L'éducation nationale a indiqué que les élèves de terminale de la série scientifique recevront à partir de la rentrée prochaine un enseignement destiné à les sensibiliser aux différents types de licences et aux notions de non-rivalité des biens immatériels. Une avancée a première vue positive, mais encore bien timide.

Mieux vaut tard que jamais ! Deux ans après avoir posé sa question écrite au ministère de nationale, le député socialiste Jean-Louis Gagnaire a enfin obtenu une réponse. Le parlementaire avait interpellé les services de Luc Chatel afin de connaître la place des logiciels libres au sein de l’éducation nationale, dans la mesure où les solutions propriétaires sont encore majoritairement utilisées.

Rappelant la signature en 1998 d’un accord cadre entre le ministère de l’éducation nationale et l’Association francophone des utilisateurs de logiciels libres (AFUL), Jean-Louis Gagnaire a salué la mise en place de la plate-forme SIALLE (Service d’information et d’analyse des logiciels libres éducatifs), qui permet d’améliorer la visibilité de cet univers au sein du monde éducatif.

Les logiciels privés et payants en tête

Le député s’est montré toutefois inquiet. Si les solutions libres et les standards ouverts offrent des solutions « considérablement moins coûteuses pour les finances publiques« , il semble que « l’utilisation des logiciels privés et payants soit toujours très largement majoritaire« . De leur côté, les standards ouverts n’ont « pas bénéficié d’une promotion suffisamment active pour leur permettre de sortir de la confidentialité« .

« Les standards ouverts sont pourtant particulièrement compétitifs face aux solutions privées, notamment en termes de coût, mais également pour leur déploiement et leur prise en main. Il est important que l’éducation nationale se porte à la pointe de leur développement pour rendre visible aux yeux des jeunes générations la diversité technologique et éviter l’accoutumance aux seuls logiciels payants » a poursuivi l’élu.

Il a ainsi pris l’exemple de Microsoft, une entreprise très présente en France mais qui a été condamnée à plusieurs reprises pour abus de position dominante. Sur ce point, le député a regretté que la domination de la firme ait empêché l’émergence de l’interopérabilité sur les marchés annexes en ne communiquant pas les informations nécessaires.

Un enseignement qui aborde des « notions fondamentales »

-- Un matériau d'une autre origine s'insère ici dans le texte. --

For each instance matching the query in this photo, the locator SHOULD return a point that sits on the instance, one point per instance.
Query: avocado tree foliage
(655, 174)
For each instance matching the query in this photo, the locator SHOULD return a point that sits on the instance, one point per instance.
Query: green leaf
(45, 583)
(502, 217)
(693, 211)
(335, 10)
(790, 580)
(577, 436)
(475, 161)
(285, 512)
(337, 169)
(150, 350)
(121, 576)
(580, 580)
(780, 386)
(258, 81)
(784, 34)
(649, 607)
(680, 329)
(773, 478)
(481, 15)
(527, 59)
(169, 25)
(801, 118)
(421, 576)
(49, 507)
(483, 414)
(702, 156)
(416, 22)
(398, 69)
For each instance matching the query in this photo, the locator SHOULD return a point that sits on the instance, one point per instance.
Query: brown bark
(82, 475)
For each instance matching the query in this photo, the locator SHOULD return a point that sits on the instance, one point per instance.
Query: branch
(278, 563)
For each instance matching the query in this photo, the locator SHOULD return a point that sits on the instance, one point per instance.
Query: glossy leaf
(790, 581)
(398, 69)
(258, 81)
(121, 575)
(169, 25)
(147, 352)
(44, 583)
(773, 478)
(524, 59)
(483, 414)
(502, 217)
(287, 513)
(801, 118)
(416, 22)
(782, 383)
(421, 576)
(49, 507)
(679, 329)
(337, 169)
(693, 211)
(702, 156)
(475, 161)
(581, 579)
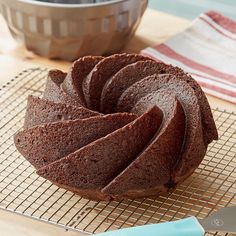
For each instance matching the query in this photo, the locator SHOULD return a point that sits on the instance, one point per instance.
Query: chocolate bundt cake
(124, 126)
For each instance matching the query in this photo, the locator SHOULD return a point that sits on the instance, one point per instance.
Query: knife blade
(223, 220)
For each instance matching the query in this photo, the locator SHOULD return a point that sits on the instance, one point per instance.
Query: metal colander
(212, 186)
(67, 31)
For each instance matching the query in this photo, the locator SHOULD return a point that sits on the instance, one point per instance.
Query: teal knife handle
(186, 227)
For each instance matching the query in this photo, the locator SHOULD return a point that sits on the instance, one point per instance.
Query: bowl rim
(61, 5)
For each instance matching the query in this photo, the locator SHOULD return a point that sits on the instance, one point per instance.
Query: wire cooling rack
(212, 186)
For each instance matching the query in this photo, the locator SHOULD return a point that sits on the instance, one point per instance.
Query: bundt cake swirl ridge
(123, 126)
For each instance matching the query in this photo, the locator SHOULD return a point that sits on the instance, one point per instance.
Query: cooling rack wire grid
(211, 187)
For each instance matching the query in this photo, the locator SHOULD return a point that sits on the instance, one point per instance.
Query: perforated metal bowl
(68, 29)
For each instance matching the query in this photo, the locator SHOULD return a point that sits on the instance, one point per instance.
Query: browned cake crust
(40, 111)
(73, 83)
(155, 134)
(102, 72)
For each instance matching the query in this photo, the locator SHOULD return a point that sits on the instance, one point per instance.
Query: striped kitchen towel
(206, 50)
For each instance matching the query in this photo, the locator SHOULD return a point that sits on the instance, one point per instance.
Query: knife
(223, 220)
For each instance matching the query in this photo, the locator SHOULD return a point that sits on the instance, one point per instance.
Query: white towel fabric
(206, 50)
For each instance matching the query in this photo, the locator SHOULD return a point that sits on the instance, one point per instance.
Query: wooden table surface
(156, 27)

Dans sa réponse, le ministère annonce « qu’un enseignement d’informatique et sciences du numérique sera mis en œuvre à la rentrée de l’année scolaire 2012-2013 en classe terminale de la série scientifique. L’objectif de cet enseignement est de fournir aux élèves quelques notions fondamentales et de les sensibiliser aux questions de société induites« .

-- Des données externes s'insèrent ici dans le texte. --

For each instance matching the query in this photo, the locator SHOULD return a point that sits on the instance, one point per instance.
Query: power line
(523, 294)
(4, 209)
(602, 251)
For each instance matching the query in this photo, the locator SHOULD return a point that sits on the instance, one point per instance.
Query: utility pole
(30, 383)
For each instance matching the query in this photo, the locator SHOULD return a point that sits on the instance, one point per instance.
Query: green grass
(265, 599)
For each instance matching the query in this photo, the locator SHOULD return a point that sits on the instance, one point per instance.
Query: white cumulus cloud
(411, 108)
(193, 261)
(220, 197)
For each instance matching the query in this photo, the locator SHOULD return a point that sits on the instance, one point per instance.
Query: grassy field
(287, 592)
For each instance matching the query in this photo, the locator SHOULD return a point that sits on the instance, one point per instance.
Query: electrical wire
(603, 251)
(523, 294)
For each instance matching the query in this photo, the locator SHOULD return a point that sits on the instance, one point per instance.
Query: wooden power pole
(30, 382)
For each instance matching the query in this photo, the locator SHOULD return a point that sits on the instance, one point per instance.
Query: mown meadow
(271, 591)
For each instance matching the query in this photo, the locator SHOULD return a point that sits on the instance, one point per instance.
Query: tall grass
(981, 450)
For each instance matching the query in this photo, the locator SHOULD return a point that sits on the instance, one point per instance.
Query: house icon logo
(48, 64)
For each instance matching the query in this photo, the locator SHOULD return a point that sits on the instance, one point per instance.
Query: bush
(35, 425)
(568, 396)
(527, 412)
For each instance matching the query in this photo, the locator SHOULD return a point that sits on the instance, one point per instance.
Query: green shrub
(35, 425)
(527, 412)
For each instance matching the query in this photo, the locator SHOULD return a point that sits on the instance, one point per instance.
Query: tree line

« Les élèves devront, notamment, distinguer les différents types de licences (libres, propriétaires) et être conscients de la non-rivalité des biens immatériels ». Rappelons que la rivalité des biens consiste en l’immobilisation d’un bien par une personne, de sorte qu’il ne peut pas être utilisé au même moment par quelqu’un d’autre.

C’est par exemple le cas d’un stylo. Celui ne peut être utilisé que par une seule personne à la fois. Si un individu A s’en sert, l’individu B ne peut pas écrire avec au même moment. C’est un bien rival. Ce n’est pas le cas des objets numériques, qui sont des biens non-rivaux et donc non-rares, puisqu’ils peuvent être dupliqués à l’infini.

Une avancée assez timide

La décision de l’éducation nationale d’aborder les notions fondamentales liées aux différents types de licences ainsi qu’aux notions de biens rivaux et non rivaux est a priori une bonne avancée, même si sa portée est manifestement limitée à la seule classe de terminale de la série scientifique. Ce n’est pas encore un enseignement généralisé à l’ensemble des lycéens, alors que ces sujets les concernent tous au regard de l’importance de l’informatique dans les sociétés actuelles.

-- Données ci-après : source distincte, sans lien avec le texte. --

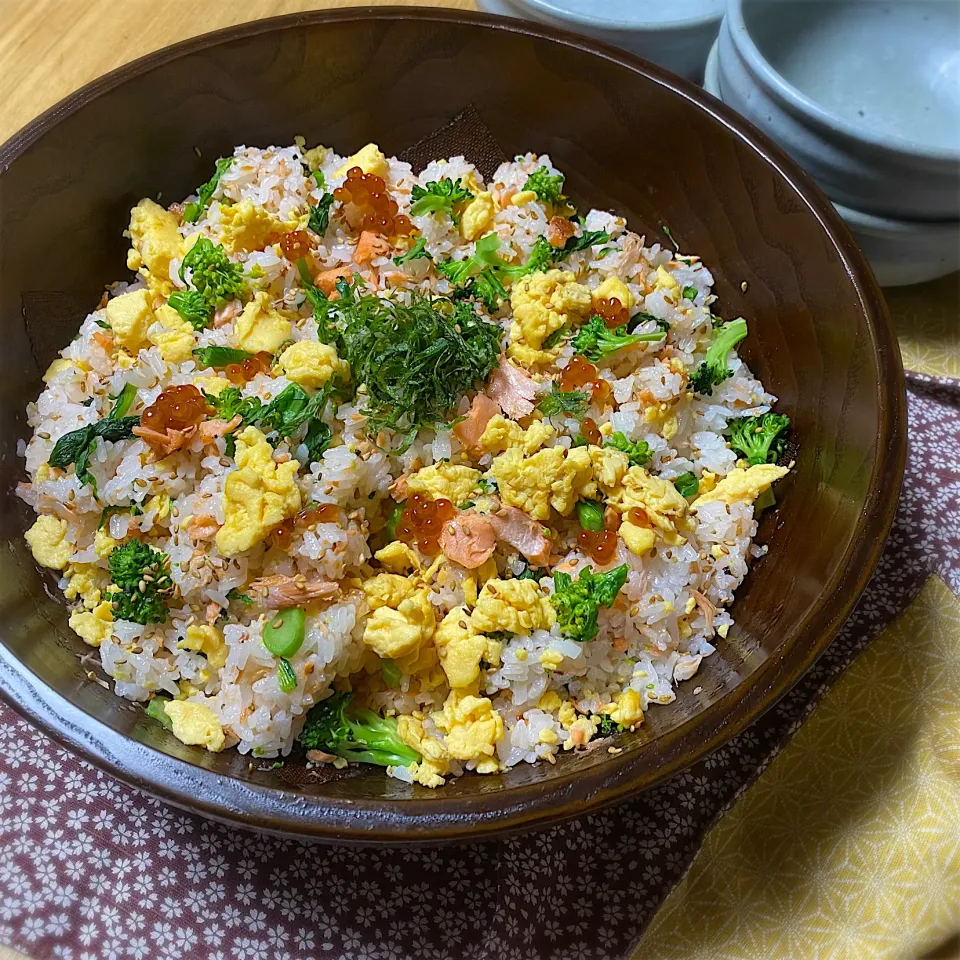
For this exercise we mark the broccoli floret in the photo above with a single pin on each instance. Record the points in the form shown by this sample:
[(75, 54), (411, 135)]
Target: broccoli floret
[(439, 196), (142, 576), (547, 187), (607, 726), (578, 602), (571, 403), (638, 453), (595, 340), (212, 273), (759, 439), (363, 737), (714, 370)]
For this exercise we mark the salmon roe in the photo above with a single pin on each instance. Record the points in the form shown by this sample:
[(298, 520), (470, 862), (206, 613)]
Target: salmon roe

Le ministère de l’éducation nationale se montre en tout cas sur ce sujet moins obtu que celui de la culture et que le gouvernement. En 2009, le gouvernement avait refusé que l’enseignement à l’école sur « les risques du téléchargement illicite » soit accompagné d’un enseignement sur les possibilités offertes par les licences libres. « Le gouvernement et la majorité démontrent ici qu’ils défendent des intérêts particuliers et un modèle économique et social dépassé« , avait regretté Frédéric Couchet, délégué général de l’April.

Auparavant, l’information des élèves sur l’utilisation des licences libres avait été rejetée par le parlement, sous l’influence de Frank Riester. L’ancien rapporteur UMP siège depuis au collège de l’Hadopi.